If you can pay a bigger downpayment, the EMI amounts come down. To wit, I paid a downpayment of Rs 3 lakh for my Street Triple. My EMI is Rs 15,148 a month for 48 months. In comparison, if you were to pay the minimum downpayment – Rs 1.95 lakh for the bike, your EMI would be Rs 16,653 for five years.
The point is that the table shows the minimum initial outlay for each motorcycle and what EMI options it creates. I would use that as a reference. What I actually did – and I think you should too – is figure out the monthly EMI that you can afford. Which in my case was Rs 15,000.

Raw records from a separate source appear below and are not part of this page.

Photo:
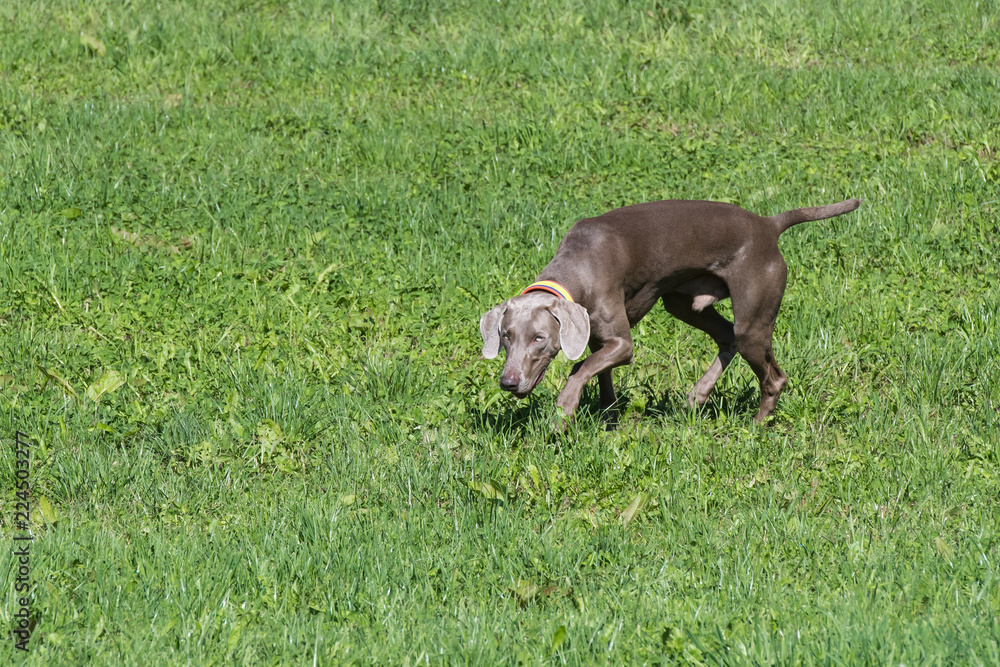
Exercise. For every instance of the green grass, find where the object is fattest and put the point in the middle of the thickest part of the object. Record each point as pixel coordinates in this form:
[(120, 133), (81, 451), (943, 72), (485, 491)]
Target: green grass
[(267, 231)]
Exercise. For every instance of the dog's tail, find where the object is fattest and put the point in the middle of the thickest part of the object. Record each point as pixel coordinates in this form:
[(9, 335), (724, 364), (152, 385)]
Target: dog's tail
[(785, 220)]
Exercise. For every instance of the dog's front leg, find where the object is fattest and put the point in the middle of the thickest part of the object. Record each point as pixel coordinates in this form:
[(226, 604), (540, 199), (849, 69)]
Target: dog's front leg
[(614, 352)]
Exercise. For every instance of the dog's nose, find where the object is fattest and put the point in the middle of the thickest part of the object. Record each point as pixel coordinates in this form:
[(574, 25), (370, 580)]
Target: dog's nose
[(509, 382)]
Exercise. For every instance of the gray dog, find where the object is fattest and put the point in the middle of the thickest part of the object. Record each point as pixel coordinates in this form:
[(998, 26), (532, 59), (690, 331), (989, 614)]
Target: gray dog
[(609, 271)]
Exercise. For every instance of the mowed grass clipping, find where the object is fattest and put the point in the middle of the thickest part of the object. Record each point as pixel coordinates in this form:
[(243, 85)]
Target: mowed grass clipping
[(244, 248)]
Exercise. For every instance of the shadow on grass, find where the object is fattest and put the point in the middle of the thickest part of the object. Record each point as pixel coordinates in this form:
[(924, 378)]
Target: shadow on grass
[(673, 405)]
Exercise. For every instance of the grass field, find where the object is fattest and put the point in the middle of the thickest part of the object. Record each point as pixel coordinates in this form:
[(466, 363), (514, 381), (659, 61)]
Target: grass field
[(244, 248)]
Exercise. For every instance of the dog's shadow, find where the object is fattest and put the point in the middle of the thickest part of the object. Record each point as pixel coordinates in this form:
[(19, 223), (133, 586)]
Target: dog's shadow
[(672, 405), (519, 421)]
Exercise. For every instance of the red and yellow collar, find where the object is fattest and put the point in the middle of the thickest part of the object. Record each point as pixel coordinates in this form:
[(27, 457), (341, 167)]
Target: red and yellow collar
[(550, 286)]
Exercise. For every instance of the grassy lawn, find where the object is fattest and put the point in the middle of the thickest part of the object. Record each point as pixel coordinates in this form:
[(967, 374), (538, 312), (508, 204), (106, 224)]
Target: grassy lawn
[(244, 248)]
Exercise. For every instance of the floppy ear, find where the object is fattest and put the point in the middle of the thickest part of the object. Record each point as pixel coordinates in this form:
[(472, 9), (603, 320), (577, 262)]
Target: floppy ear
[(489, 327), (574, 327)]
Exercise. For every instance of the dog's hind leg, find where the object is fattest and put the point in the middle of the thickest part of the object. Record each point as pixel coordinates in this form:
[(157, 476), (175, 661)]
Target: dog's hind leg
[(707, 319)]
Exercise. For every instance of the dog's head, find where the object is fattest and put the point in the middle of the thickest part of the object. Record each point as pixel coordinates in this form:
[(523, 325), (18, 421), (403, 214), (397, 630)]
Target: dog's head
[(532, 328)]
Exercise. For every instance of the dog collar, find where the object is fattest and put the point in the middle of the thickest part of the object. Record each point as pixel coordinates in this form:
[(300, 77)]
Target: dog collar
[(550, 286)]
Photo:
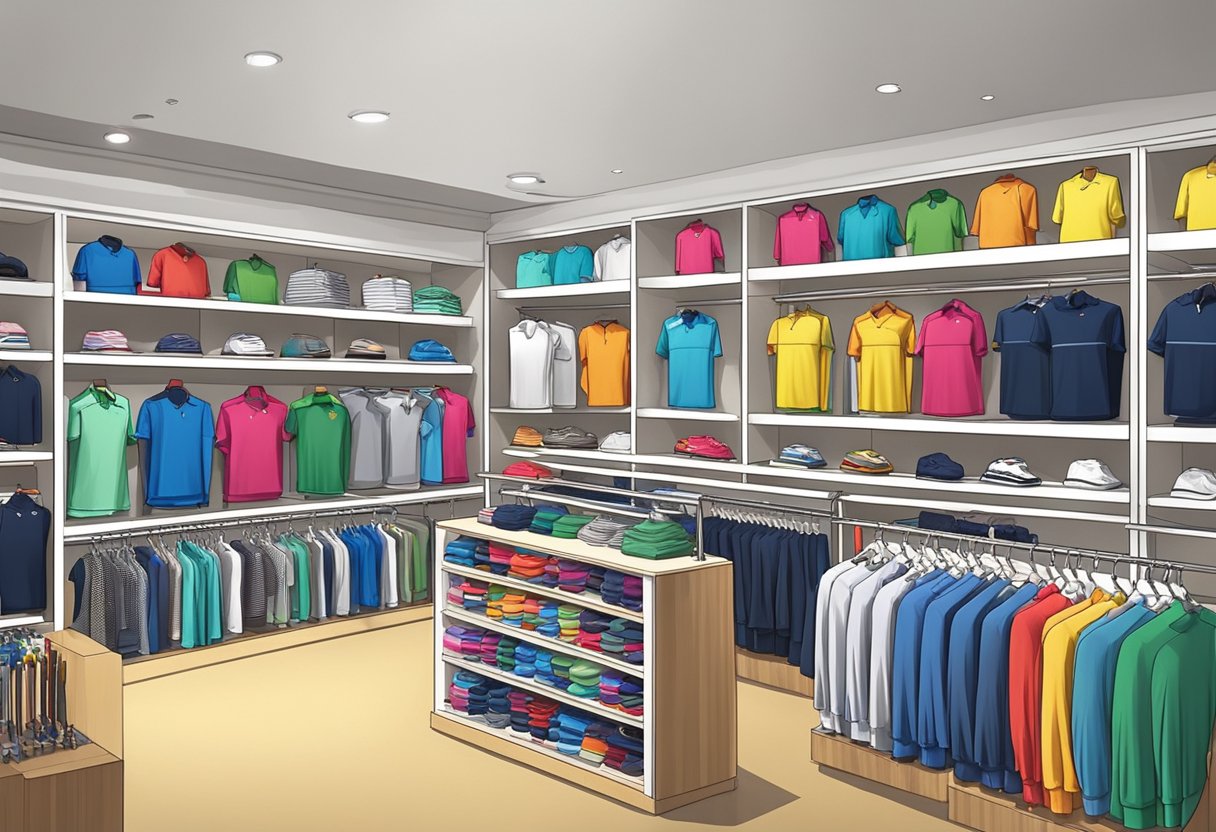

When you talk to the bank representative at the showroom, you tell him that the EMI is fixed. Ask him for downpayment and tenure (loan period) options keeping the EMI constant. This creates an alternative scenario where you find a loan arrangement you are comfortable with. And even if it doesn’t get there, you know now what you need in hand for the downpayment – a target to aim for. But hold on, just being able to handle the downpayment and the EMI isn’t enough. A little more thought is required.
First, riding gear. If the downpayment or EMI comes from a compromise on riding gear then you should reconsider and maybe wait a bit more before taking the plunge. The simple fact is that riding safely is more critical than your dream motorcycle.
Next, consumables. Assume these bikes will return between 15 and 25kmpl depending on the bike and how you ride it. You should be able to afford the fuel. Remember to ask about service cost and service intervals. The Triumph cost me roughly Rs 5,100 for the first service but the next one is in another 10,000km so I’m sure I’ll have another Rs 5,000 when required. Being able to afford to keep the bike on the road is critical to your ability to enjoy it. In the consumables list is tyres. The faster bikes will run through a set of nice tyres in 7,000 to 10,000km depending on how you ride. Budget about Rs 25,000 per set of tyres.
Next up are fixed costs. For example, between my KTM and Triumph, I have a fixed insurance cost of Rs 20,000 annually. This isn’t going to go away as long as I have both.
What happens after a few years? Well, if you intend to sell the bike, get a good price and move up to something even bigger then you must be able to keep the bike in mint condition.
In this case, you should also spend some time finding out which brand and bike are likely to fetch the best resale values. I hate the idea but I know people who’ve rotated a stunning slew of exotics through their garage by not riding them too much and ensuring the bike stays mint. Not how I would play it but it works.
Finally, remember that when you move up to a properly fast machine, something changes fundamentally. Treated badly, a 70PS machine is a lethal weapon. They must be treated with respect and taken care of. Whether mental or financial, be sure you have both those things ready. Financial is probably far easier to get right than the mental. Think about riding better.